If I back up my iPhone into iTunes, will it transfer any bugs or viruses into the computer or another iPhone I choose to restore?

Bugs are typically written for a particular Operating System (iOS or Mac OS X, for example). That means the programming behind them does not transfer across operating systems by design. Those who code malicious software would not invest much time writing a program that is just waiting on you to connect devices.  Is it possible? Always, but I have not heard of it happening to anyone.    Most malicious software travels socially, via social media, email communication, or file transfers between you and the Internet; this is not typically seen between your device and an application on your computer. For example, syncing between devices and Dropbox is generally safe, but syncing between open sources would be like playing with a live wire.To answer your question more directly, if the bug is inside of one of the applications you have on your iPhone, you will most certainly put the buggy app right back onto any iPhone you restore the backup to.    If you don't run the buggy app on your Mac, it doesn't matter. Think of it as a light-switch; it waits for you to act before the electrical current runs its course.

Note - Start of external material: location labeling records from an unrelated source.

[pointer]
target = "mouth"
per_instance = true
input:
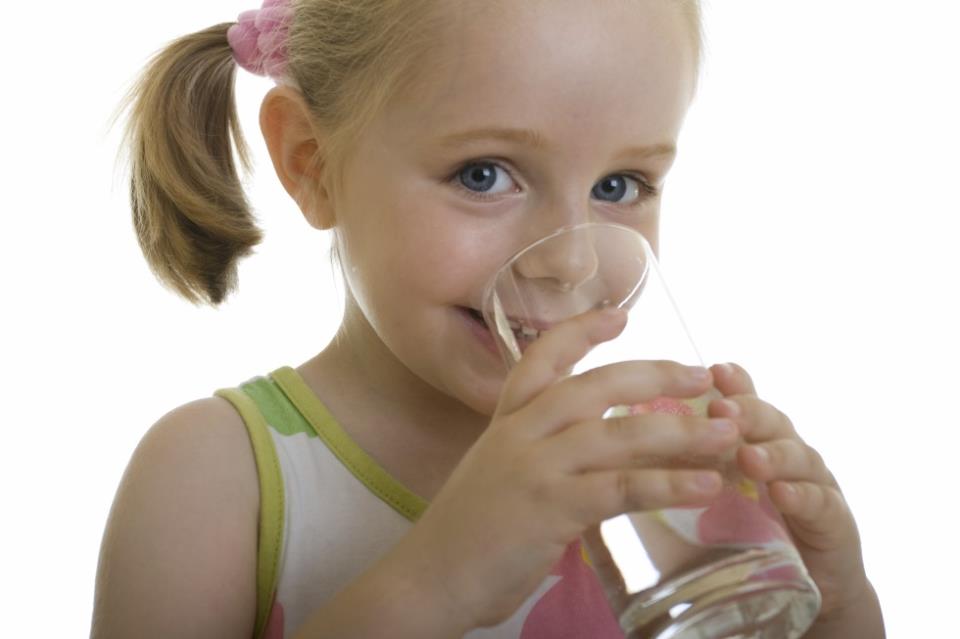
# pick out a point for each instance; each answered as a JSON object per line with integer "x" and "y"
{"x": 525, "y": 332}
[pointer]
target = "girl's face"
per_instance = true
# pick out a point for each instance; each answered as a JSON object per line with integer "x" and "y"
{"x": 524, "y": 118}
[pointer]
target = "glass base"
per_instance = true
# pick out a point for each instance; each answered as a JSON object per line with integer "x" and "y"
{"x": 752, "y": 594}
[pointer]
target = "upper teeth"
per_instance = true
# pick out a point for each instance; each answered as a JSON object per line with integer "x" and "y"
{"x": 526, "y": 331}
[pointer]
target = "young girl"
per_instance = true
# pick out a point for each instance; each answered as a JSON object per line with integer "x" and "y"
{"x": 400, "y": 483}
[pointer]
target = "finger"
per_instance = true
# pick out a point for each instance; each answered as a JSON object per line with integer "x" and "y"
{"x": 587, "y": 396}
{"x": 602, "y": 495}
{"x": 732, "y": 379}
{"x": 817, "y": 514}
{"x": 553, "y": 355}
{"x": 758, "y": 421}
{"x": 784, "y": 459}
{"x": 639, "y": 441}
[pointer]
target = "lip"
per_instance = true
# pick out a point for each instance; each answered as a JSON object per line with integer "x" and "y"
{"x": 530, "y": 322}
{"x": 479, "y": 329}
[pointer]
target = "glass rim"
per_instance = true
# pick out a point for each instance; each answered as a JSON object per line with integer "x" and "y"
{"x": 492, "y": 283}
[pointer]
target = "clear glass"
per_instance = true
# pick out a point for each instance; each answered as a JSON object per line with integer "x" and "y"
{"x": 727, "y": 569}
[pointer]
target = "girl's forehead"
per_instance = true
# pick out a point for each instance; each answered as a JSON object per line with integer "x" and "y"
{"x": 560, "y": 65}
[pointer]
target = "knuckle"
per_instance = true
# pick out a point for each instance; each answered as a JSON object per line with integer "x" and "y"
{"x": 620, "y": 428}
{"x": 814, "y": 457}
{"x": 624, "y": 490}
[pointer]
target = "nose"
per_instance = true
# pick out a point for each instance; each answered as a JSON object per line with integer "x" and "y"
{"x": 563, "y": 262}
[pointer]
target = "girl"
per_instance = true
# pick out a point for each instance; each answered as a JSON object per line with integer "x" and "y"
{"x": 400, "y": 483}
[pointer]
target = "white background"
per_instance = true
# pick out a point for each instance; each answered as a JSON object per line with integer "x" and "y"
{"x": 809, "y": 233}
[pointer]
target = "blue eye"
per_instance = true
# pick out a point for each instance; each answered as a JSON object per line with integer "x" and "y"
{"x": 618, "y": 189}
{"x": 486, "y": 178}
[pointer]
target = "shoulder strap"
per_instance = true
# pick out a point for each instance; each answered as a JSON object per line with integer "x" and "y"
{"x": 271, "y": 502}
{"x": 354, "y": 458}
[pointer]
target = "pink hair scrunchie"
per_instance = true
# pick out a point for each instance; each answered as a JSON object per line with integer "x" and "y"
{"x": 259, "y": 38}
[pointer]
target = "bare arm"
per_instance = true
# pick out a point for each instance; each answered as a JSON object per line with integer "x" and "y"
{"x": 862, "y": 620}
{"x": 178, "y": 557}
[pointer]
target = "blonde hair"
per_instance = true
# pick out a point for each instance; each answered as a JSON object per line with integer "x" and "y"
{"x": 192, "y": 219}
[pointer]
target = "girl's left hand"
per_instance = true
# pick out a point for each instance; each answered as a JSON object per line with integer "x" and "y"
{"x": 801, "y": 488}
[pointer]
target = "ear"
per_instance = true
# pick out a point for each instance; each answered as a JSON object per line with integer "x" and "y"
{"x": 293, "y": 143}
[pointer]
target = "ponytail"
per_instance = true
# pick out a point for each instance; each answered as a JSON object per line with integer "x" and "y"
{"x": 192, "y": 218}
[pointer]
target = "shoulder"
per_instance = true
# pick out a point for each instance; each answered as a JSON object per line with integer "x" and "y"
{"x": 180, "y": 546}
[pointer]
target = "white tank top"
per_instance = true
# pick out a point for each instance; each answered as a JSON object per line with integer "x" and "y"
{"x": 328, "y": 511}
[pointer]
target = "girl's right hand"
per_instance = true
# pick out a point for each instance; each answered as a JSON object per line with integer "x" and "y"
{"x": 549, "y": 466}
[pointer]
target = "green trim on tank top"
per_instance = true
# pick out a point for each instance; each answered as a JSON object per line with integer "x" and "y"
{"x": 354, "y": 458}
{"x": 272, "y": 503}
{"x": 281, "y": 415}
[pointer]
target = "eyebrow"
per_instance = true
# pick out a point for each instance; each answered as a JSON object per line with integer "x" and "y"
{"x": 531, "y": 138}
{"x": 526, "y": 137}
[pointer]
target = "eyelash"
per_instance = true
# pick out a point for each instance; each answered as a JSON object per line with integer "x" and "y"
{"x": 647, "y": 190}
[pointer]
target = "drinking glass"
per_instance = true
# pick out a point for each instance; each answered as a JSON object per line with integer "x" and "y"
{"x": 724, "y": 569}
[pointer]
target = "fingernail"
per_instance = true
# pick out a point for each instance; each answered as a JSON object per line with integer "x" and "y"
{"x": 699, "y": 373}
{"x": 612, "y": 313}
{"x": 706, "y": 482}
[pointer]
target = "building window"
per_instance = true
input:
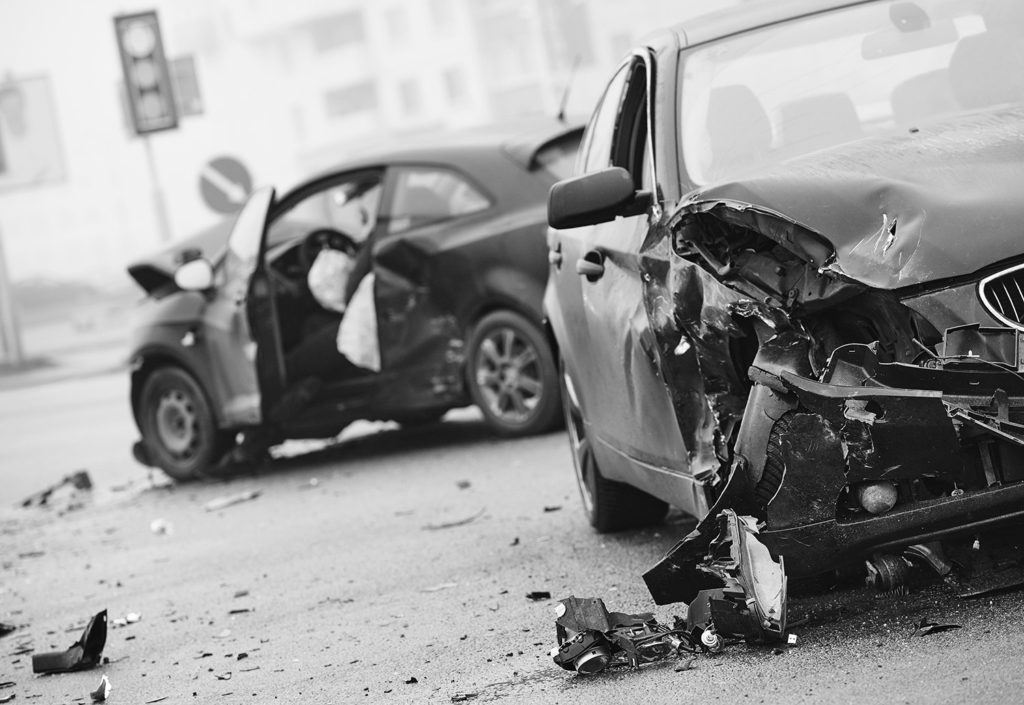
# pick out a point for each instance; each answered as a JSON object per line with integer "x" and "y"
{"x": 455, "y": 86}
{"x": 337, "y": 31}
{"x": 357, "y": 97}
{"x": 409, "y": 94}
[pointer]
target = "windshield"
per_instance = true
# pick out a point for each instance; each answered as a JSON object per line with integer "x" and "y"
{"x": 782, "y": 91}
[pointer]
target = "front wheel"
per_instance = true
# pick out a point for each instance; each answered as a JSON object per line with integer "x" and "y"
{"x": 609, "y": 505}
{"x": 512, "y": 375}
{"x": 179, "y": 432}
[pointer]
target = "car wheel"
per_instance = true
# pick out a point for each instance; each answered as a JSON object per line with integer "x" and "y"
{"x": 512, "y": 375}
{"x": 609, "y": 505}
{"x": 178, "y": 429}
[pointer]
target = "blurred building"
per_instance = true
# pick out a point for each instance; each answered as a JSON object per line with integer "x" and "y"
{"x": 286, "y": 88}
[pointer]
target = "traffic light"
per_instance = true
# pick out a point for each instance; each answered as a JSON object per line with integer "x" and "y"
{"x": 151, "y": 97}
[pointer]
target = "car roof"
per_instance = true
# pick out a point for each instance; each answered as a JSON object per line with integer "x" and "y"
{"x": 519, "y": 141}
{"x": 749, "y": 15}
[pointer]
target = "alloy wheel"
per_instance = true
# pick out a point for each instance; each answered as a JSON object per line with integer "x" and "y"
{"x": 508, "y": 374}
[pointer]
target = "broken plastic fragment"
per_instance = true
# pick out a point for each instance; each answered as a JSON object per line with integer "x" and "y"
{"x": 222, "y": 502}
{"x": 730, "y": 581}
{"x": 591, "y": 638}
{"x": 82, "y": 655}
{"x": 102, "y": 691}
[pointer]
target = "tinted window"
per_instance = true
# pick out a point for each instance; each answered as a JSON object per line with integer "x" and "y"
{"x": 426, "y": 195}
{"x": 596, "y": 151}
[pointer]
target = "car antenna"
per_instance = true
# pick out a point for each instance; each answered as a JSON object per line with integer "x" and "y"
{"x": 568, "y": 87}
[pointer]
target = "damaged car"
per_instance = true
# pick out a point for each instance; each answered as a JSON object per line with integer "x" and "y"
{"x": 444, "y": 247}
{"x": 787, "y": 283}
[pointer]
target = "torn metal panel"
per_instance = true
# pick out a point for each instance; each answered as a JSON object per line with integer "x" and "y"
{"x": 884, "y": 192}
{"x": 728, "y": 578}
{"x": 82, "y": 655}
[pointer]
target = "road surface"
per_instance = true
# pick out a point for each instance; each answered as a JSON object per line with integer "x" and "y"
{"x": 336, "y": 584}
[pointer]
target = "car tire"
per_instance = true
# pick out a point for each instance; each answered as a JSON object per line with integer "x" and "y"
{"x": 609, "y": 506}
{"x": 512, "y": 375}
{"x": 179, "y": 432}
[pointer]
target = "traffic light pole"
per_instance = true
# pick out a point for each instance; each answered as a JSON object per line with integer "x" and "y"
{"x": 8, "y": 315}
{"x": 159, "y": 203}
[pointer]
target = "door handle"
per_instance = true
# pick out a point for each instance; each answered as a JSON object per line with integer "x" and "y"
{"x": 591, "y": 265}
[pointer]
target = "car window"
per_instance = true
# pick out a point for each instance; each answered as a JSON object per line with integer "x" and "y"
{"x": 558, "y": 158}
{"x": 596, "y": 152}
{"x": 349, "y": 205}
{"x": 782, "y": 91}
{"x": 428, "y": 195}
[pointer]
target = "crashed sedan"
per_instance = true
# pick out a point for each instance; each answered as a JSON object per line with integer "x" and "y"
{"x": 788, "y": 284}
{"x": 442, "y": 244}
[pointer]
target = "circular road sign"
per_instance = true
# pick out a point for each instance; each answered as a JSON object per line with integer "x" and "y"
{"x": 224, "y": 183}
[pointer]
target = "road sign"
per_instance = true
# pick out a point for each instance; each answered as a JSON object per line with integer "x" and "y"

Can an iPhone or iPad back up have a virus?

Per Google, the definition of a computer virus: "a piece of code that is capable of copying itself and typically  has a detrimental effect, such as corrupting the system or destroying  data." It has to interact with the software itself to change the way it runs, and programs on iOS, the system run on your iPhone or iPad, don't do that. They aren't allowed to. The only exception is if you have jailbroken your device, and few normal users seem to do that.Your backups usually don't even contain your operating software, but even on the off chance they do, they cannot contain a virus because of how iOS itself works. It may look like you have a "virus" on your device if Safari is infected with malicious cookies and won't navigate away from a site trying to tell you that you have a virus.  To fix that issue, force quit Safari then clear history & website data from Settings > Safari, and that virus popup will go away. That is called a browser hijack and it is contained within the Safari app until it is gotten rid of.Thanks for the A2A.